Auch eine Attrappe kann Druck ausüben.

Wo darf gefilmt werden? Wer eine Video-Anlage installieren will, darf damit nur das eigene Grundstück überwachen. Fremde Grundstücke oder öffentliche Wege sind tabu. Wer Passanten und Nachbarn filmt, verstößt gegen das allgemeine Persönlichkeitsrecht. Auch das Recht am eigenen Bild gilt es zu beachten. „Selbst eine Kamera-Attrappe kann nach Ansicht einiger Gerichte bei Menschen das Gefühl auslösen, überwacht zu werden, und sie unter Druck setzen“, erklären Verbraucherschützer.

Welche Kamera ist für die Überwachung geeignet? Die Verbraucherzentrale rät zu festinstallierten Modellen. Drehbare Modelle können unterschiedliche Blickwinkel einnehmen. Für Anwohner und Passanten ist so der einsehbare Bereich der Kamera nicht klar definiert. Das könne zu Unterlassungsansprüchen der Gefilmten führen.

Braucht es Hinweisschilder?

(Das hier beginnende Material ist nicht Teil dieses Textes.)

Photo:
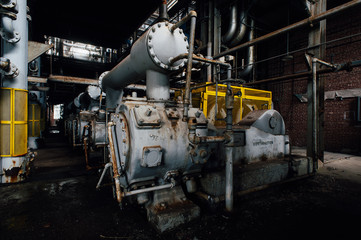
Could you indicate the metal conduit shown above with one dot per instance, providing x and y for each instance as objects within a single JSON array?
[
  {"x": 250, "y": 54},
  {"x": 308, "y": 21},
  {"x": 232, "y": 24}
]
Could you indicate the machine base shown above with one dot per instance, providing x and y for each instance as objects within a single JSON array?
[{"x": 167, "y": 215}]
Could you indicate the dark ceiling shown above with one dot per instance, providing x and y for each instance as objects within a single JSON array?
[{"x": 106, "y": 23}]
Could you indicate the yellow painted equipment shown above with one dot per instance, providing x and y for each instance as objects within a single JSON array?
[
  {"x": 34, "y": 120},
  {"x": 245, "y": 101},
  {"x": 13, "y": 122}
]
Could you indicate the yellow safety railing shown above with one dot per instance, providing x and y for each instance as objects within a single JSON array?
[
  {"x": 245, "y": 101},
  {"x": 13, "y": 122}
]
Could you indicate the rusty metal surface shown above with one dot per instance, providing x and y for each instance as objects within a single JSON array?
[{"x": 35, "y": 49}]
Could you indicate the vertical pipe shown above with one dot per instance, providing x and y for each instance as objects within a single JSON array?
[
  {"x": 13, "y": 164},
  {"x": 229, "y": 145},
  {"x": 315, "y": 115},
  {"x": 229, "y": 179},
  {"x": 116, "y": 176},
  {"x": 189, "y": 66},
  {"x": 163, "y": 15},
  {"x": 232, "y": 24}
]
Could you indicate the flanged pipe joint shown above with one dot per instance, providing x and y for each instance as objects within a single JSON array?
[{"x": 149, "y": 59}]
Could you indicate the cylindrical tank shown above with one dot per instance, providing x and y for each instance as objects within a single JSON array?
[{"x": 152, "y": 51}]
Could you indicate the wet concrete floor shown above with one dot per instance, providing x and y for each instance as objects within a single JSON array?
[{"x": 59, "y": 201}]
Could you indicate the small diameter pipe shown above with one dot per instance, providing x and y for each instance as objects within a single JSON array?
[
  {"x": 163, "y": 15},
  {"x": 4, "y": 64},
  {"x": 108, "y": 165},
  {"x": 192, "y": 16},
  {"x": 232, "y": 24},
  {"x": 116, "y": 176},
  {"x": 308, "y": 21},
  {"x": 151, "y": 189},
  {"x": 315, "y": 114},
  {"x": 229, "y": 148}
]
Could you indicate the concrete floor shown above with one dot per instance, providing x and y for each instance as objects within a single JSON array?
[{"x": 59, "y": 201}]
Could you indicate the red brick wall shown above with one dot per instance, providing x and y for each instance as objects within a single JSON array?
[{"x": 342, "y": 133}]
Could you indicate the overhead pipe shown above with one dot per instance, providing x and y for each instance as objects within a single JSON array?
[
  {"x": 163, "y": 15},
  {"x": 308, "y": 21},
  {"x": 250, "y": 54},
  {"x": 232, "y": 24}
]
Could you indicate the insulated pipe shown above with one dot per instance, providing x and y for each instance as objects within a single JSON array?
[
  {"x": 250, "y": 54},
  {"x": 308, "y": 21},
  {"x": 232, "y": 24},
  {"x": 151, "y": 52}
]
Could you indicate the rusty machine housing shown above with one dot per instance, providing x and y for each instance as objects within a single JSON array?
[{"x": 163, "y": 150}]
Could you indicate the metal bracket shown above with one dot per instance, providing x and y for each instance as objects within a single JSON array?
[
  {"x": 7, "y": 30},
  {"x": 10, "y": 6},
  {"x": 8, "y": 68}
]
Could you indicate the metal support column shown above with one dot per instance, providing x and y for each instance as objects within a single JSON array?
[
  {"x": 315, "y": 110},
  {"x": 13, "y": 95}
]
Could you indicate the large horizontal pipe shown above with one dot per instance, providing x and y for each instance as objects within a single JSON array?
[
  {"x": 68, "y": 79},
  {"x": 308, "y": 21}
]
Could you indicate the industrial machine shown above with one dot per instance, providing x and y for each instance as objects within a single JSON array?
[
  {"x": 85, "y": 123},
  {"x": 163, "y": 151},
  {"x": 14, "y": 157}
]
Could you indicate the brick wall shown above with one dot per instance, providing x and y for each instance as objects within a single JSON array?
[{"x": 342, "y": 133}]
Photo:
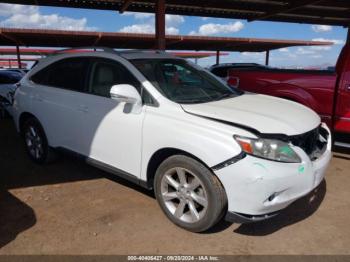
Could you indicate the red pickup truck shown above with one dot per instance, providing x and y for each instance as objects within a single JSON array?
[{"x": 325, "y": 91}]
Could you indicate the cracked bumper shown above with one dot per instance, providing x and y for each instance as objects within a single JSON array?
[{"x": 257, "y": 188}]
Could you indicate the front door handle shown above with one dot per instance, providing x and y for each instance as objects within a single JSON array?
[
  {"x": 38, "y": 98},
  {"x": 83, "y": 109}
]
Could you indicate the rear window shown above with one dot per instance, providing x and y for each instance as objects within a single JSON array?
[
  {"x": 67, "y": 73},
  {"x": 7, "y": 77}
]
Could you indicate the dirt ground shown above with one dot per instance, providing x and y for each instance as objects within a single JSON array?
[{"x": 71, "y": 208}]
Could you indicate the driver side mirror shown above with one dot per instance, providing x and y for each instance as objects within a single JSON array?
[
  {"x": 233, "y": 81},
  {"x": 125, "y": 93}
]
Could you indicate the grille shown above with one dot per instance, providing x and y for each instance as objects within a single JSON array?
[{"x": 310, "y": 141}]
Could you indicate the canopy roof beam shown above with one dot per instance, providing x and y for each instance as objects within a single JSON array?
[{"x": 285, "y": 9}]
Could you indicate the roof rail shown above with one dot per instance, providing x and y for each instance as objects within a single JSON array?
[{"x": 95, "y": 48}]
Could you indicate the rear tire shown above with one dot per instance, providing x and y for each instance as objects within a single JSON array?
[
  {"x": 190, "y": 195},
  {"x": 36, "y": 144}
]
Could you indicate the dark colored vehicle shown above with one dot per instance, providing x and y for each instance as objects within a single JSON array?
[
  {"x": 221, "y": 70},
  {"x": 325, "y": 91}
]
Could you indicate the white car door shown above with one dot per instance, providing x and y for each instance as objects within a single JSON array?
[
  {"x": 55, "y": 95},
  {"x": 112, "y": 134}
]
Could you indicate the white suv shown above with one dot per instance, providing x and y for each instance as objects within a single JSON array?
[{"x": 207, "y": 150}]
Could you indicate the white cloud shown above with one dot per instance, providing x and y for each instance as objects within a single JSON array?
[
  {"x": 284, "y": 50},
  {"x": 304, "y": 51},
  {"x": 214, "y": 29},
  {"x": 172, "y": 22},
  {"x": 138, "y": 29},
  {"x": 140, "y": 16},
  {"x": 321, "y": 28},
  {"x": 147, "y": 29},
  {"x": 335, "y": 41},
  {"x": 30, "y": 17},
  {"x": 10, "y": 9}
]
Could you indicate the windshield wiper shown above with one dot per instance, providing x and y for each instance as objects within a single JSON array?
[
  {"x": 190, "y": 101},
  {"x": 224, "y": 96}
]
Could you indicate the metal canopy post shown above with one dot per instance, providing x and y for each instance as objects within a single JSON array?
[
  {"x": 267, "y": 58},
  {"x": 160, "y": 24},
  {"x": 217, "y": 57},
  {"x": 18, "y": 57}
]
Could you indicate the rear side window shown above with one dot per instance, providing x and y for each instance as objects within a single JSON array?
[
  {"x": 220, "y": 71},
  {"x": 68, "y": 74}
]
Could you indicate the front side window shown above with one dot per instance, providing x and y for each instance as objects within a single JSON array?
[
  {"x": 9, "y": 77},
  {"x": 106, "y": 73},
  {"x": 182, "y": 82},
  {"x": 69, "y": 73}
]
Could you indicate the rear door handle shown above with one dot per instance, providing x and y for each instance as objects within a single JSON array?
[
  {"x": 38, "y": 98},
  {"x": 83, "y": 109}
]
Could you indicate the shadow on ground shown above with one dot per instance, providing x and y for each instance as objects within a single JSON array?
[
  {"x": 15, "y": 217},
  {"x": 296, "y": 212},
  {"x": 17, "y": 171}
]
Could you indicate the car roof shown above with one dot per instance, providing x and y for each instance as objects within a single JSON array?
[
  {"x": 127, "y": 54},
  {"x": 136, "y": 54},
  {"x": 235, "y": 64}
]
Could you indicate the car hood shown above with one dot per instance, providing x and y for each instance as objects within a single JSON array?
[{"x": 266, "y": 114}]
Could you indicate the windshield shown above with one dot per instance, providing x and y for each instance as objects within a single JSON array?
[{"x": 182, "y": 82}]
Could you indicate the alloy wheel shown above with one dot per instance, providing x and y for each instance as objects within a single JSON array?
[{"x": 184, "y": 195}]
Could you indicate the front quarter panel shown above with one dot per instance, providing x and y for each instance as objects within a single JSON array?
[{"x": 207, "y": 140}]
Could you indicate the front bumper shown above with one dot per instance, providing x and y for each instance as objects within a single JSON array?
[{"x": 258, "y": 188}]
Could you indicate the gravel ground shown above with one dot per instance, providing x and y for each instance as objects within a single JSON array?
[{"x": 71, "y": 208}]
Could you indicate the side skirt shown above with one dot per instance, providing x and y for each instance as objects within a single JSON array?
[{"x": 105, "y": 167}]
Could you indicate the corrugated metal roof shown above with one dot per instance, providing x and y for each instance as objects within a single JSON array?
[
  {"x": 58, "y": 38},
  {"x": 327, "y": 12}
]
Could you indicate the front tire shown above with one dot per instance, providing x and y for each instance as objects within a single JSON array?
[
  {"x": 35, "y": 142},
  {"x": 190, "y": 195}
]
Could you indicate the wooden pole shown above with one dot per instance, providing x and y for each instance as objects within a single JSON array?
[
  {"x": 217, "y": 57},
  {"x": 267, "y": 58},
  {"x": 18, "y": 57},
  {"x": 160, "y": 24}
]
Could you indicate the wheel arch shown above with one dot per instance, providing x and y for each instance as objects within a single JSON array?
[
  {"x": 160, "y": 155},
  {"x": 22, "y": 119}
]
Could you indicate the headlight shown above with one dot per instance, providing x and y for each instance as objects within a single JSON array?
[{"x": 271, "y": 149}]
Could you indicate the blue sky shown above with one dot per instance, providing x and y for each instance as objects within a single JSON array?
[{"x": 112, "y": 21}]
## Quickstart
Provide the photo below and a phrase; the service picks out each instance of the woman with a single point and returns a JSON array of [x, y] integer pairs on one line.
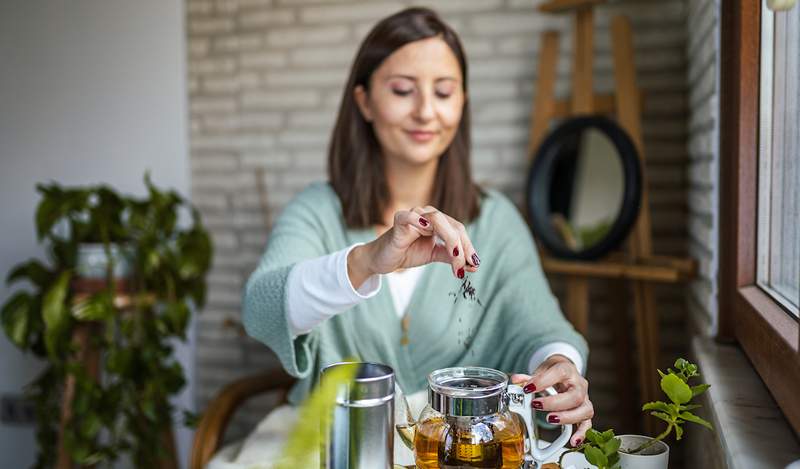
[[464, 282]]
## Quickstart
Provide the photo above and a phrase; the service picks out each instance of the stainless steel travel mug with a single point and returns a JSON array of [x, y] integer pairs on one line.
[[361, 434]]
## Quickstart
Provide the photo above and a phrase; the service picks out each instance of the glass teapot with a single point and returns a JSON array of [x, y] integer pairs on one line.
[[475, 419]]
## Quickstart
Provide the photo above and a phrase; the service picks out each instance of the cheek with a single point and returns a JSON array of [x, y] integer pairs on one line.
[[450, 114], [392, 113]]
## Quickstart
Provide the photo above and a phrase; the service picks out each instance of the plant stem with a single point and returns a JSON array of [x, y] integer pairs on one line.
[[561, 458], [652, 441]]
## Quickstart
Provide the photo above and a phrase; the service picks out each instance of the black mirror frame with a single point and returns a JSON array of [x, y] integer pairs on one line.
[[537, 189]]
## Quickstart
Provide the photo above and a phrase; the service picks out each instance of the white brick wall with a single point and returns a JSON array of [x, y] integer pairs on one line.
[[266, 78], [703, 169]]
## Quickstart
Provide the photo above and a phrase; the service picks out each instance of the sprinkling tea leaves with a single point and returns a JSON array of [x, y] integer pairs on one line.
[[467, 292]]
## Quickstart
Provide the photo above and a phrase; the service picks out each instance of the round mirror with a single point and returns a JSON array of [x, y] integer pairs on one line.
[[584, 188]]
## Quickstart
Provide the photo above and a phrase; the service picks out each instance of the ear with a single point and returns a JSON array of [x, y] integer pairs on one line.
[[362, 101]]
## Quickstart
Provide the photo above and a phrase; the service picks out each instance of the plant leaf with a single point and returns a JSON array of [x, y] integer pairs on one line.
[[610, 447], [699, 389], [658, 405], [16, 318], [596, 457], [54, 311], [689, 407], [690, 417], [594, 436], [665, 417], [305, 437], [676, 389]]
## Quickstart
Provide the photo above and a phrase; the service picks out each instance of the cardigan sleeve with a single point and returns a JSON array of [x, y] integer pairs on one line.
[[529, 314], [298, 234]]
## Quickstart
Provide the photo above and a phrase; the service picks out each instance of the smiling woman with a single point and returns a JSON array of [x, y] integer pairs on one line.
[[401, 205]]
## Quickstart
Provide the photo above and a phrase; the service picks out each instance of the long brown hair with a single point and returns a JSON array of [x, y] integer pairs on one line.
[[355, 164]]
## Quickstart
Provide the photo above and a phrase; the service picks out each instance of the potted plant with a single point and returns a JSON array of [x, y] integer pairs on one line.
[[604, 450], [102, 248]]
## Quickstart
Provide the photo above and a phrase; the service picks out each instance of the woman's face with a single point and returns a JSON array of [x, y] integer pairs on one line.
[[415, 101]]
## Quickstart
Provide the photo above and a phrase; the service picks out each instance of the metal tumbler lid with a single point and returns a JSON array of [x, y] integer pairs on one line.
[[373, 384], [469, 391]]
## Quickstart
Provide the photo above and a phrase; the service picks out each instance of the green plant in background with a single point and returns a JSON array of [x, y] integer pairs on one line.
[[314, 415], [602, 448], [678, 411], [128, 411]]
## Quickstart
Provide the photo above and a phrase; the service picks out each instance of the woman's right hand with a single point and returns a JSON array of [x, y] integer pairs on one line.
[[411, 242]]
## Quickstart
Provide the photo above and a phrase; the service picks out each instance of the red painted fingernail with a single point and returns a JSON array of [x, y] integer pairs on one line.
[[529, 388]]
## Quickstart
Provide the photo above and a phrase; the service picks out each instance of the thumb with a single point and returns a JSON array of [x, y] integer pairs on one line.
[[520, 378]]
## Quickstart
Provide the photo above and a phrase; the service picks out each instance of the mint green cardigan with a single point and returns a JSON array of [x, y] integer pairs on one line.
[[511, 314]]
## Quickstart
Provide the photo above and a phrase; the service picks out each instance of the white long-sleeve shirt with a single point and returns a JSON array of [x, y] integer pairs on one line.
[[320, 288]]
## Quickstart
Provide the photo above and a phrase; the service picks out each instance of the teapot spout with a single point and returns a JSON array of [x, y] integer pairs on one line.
[[407, 431]]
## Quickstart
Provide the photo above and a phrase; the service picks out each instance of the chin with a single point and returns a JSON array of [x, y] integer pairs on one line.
[[421, 158]]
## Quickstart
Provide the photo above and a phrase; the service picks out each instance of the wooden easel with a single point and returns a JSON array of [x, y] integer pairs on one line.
[[638, 266]]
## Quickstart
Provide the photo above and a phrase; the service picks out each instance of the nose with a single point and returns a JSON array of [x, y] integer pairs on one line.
[[424, 110]]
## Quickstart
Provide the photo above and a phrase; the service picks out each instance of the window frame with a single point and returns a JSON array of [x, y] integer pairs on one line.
[[768, 334]]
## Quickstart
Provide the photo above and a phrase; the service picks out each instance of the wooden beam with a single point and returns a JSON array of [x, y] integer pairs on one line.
[[544, 100], [561, 6], [621, 269], [582, 66], [603, 104]]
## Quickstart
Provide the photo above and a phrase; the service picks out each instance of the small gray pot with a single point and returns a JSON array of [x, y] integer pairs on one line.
[[654, 457], [92, 261]]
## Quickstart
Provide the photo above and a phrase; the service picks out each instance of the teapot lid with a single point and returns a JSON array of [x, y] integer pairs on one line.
[[467, 391]]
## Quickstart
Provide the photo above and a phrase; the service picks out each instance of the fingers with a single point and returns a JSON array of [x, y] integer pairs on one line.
[[573, 398], [452, 241], [583, 412], [408, 226], [470, 254], [409, 220], [580, 433], [563, 372], [520, 378]]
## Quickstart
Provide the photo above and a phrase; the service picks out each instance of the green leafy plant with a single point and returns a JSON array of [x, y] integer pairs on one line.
[[675, 413], [128, 409], [602, 448]]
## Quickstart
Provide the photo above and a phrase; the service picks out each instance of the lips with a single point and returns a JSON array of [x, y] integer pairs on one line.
[[421, 135]]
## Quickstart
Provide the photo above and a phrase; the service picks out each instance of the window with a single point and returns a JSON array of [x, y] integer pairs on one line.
[[759, 180], [778, 250]]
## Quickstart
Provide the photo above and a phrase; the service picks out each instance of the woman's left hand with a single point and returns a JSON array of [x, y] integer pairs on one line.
[[571, 404]]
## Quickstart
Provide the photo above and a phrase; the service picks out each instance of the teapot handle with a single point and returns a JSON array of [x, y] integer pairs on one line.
[[520, 403]]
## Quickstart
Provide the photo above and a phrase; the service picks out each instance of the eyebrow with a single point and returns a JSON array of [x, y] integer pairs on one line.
[[413, 78]]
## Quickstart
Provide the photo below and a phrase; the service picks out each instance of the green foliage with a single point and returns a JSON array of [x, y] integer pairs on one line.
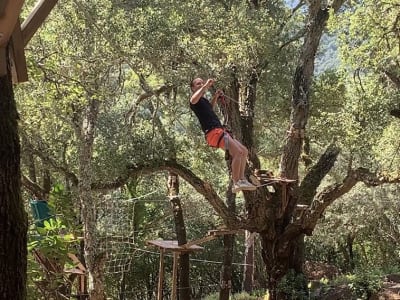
[[238, 296], [362, 284], [53, 239], [293, 286]]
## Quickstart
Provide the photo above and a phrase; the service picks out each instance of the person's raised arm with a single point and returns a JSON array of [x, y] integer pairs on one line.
[[214, 99], [200, 92]]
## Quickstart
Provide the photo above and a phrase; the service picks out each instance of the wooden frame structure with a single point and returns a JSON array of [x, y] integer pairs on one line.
[[15, 36], [172, 246]]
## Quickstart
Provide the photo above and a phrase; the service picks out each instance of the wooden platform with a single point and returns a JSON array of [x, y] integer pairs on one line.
[[173, 246], [266, 177]]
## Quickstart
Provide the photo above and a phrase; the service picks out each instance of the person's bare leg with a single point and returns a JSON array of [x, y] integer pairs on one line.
[[243, 158], [236, 151]]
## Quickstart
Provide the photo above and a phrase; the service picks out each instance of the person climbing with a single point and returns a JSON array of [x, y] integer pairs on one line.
[[216, 135]]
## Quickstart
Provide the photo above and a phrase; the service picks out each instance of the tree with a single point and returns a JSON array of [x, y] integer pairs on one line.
[[13, 218]]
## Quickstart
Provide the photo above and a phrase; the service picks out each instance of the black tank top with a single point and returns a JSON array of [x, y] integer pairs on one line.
[[206, 115]]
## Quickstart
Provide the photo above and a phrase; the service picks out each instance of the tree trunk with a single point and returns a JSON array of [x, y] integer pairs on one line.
[[13, 221], [93, 258], [248, 272], [184, 265]]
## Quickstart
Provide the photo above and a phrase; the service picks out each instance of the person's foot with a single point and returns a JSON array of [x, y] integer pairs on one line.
[[243, 185], [247, 186]]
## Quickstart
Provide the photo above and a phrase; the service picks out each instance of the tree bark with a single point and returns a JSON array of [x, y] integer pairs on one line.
[[180, 229], [13, 220], [93, 258], [248, 271]]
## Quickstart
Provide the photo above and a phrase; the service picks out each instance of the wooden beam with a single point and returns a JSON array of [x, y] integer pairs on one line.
[[3, 4], [3, 61], [19, 70], [160, 276], [36, 18], [10, 14], [175, 276]]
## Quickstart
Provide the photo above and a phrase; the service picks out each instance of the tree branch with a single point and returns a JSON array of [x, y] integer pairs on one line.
[[33, 188], [312, 180], [307, 223], [201, 186]]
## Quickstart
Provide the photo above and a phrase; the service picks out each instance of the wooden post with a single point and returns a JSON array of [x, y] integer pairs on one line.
[[175, 275], [161, 275], [3, 61]]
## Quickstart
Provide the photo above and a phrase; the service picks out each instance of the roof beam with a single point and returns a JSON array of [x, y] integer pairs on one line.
[[19, 70], [9, 14], [36, 18]]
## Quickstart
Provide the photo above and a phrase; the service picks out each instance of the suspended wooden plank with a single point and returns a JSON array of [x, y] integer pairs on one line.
[[19, 70], [36, 18], [173, 246], [9, 14]]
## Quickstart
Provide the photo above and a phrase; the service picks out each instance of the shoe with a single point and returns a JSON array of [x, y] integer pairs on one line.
[[236, 187], [243, 185], [247, 186]]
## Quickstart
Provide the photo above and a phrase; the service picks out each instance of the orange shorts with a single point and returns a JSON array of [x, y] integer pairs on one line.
[[217, 138]]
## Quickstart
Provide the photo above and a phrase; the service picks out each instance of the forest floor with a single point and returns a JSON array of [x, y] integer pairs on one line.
[[317, 272]]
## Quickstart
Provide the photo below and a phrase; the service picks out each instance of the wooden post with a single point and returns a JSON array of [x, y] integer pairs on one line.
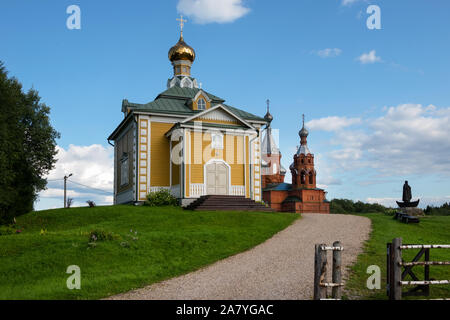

Die Datenschutzbehörden sowie Verbraucherschützer weisen darauf hin, auch auf Privatgrund Besucher mit einem Schild auf die Videoüberwachung aufmerksam zu machen. „Wenn Sie die Regeln nicht einhalten und jemanden ohne dessen Einverständnis auf eigenem, fremden oder öffentlichen Grund filmen oder fotografieren, verstoßen Sie gegen das europaweite Datenschutzrecht und müssen damit rechnen, dass so gewonnene Beweisfotos in einem Strafprozess gar nicht verwertet werden dürfen.“ Zudem sei ein Bußgeld der Datenschutzbehörde möglich. Auch zivilrechtliche Ansprüche auf Unterlassung und Schadenersatz oder gar Schmerzensgeld seien denkbar, erklären die Verbraucherschützer.

Sind Ausnahmen möglich? Nur in wenigen Ausnahmefällen dürfen auch Nachbargrundstücke oder öffentliche Flächen gefilmt werden. Dazu müsse es jedoch einen schwerwiegenden Anlass geben. Dies könne der Fall sein, wenn eine Immobilie schon „mehrfach Opfer eines Einbruchs wurde“, so die Verbraucherschützer. Eine rein abschreckende Wirkung rechtfertigt der Konferenz der deutschen Datenschutzbehörde zufolge hingegen keine dauerhafte Überwachung.

Was gilt in einer WEG? Die Installation einer Videoüberwachungsanlage ist eine bauliche Veränderung am Gemeinschaftseigentum und muss von der WEG mit einer einfachen Mehrheit beschlossen werden. Dabei gilt es jedoch einiges beachten. Etwa darf die Überwachung sich nur auf die Gemeinschaftsflächen erstrecken, nicht auf das Sondereigentum einzelner Eigentümer. Zudem muss der Beschluss „nicht nur die technische Installation regeln, sondern auch eine Nutzungsregelung enthalten“, erklärt Michael Nack, Rechtsreferent des Verbraucherschutzverbands Wohnen im Eigentum. Dazu zähle, welcher Bereich wozu wann überwacht wird, wie die Aufnahmen gespeichert werden, wer Zugriff darauf hat und wann sie gelöscht werden. Zudem müsse jemand für die Umsetzung verantwortlich sein. Das müsse am Ort der Überwachung durch einen Aushang ersichtlich sein. Auch die Datenschutz-Grundverordnung (DSGVO) gelte es einzuhalten. „Wird keine Nutzungsregelung beschlossen, die den Anforderungen der DSGVO entspricht, besteht das Risiko, dass der Beschluss jederzeit von einem Gericht für nichtig erklärt werden kann“, gibt Nack zu bedenken.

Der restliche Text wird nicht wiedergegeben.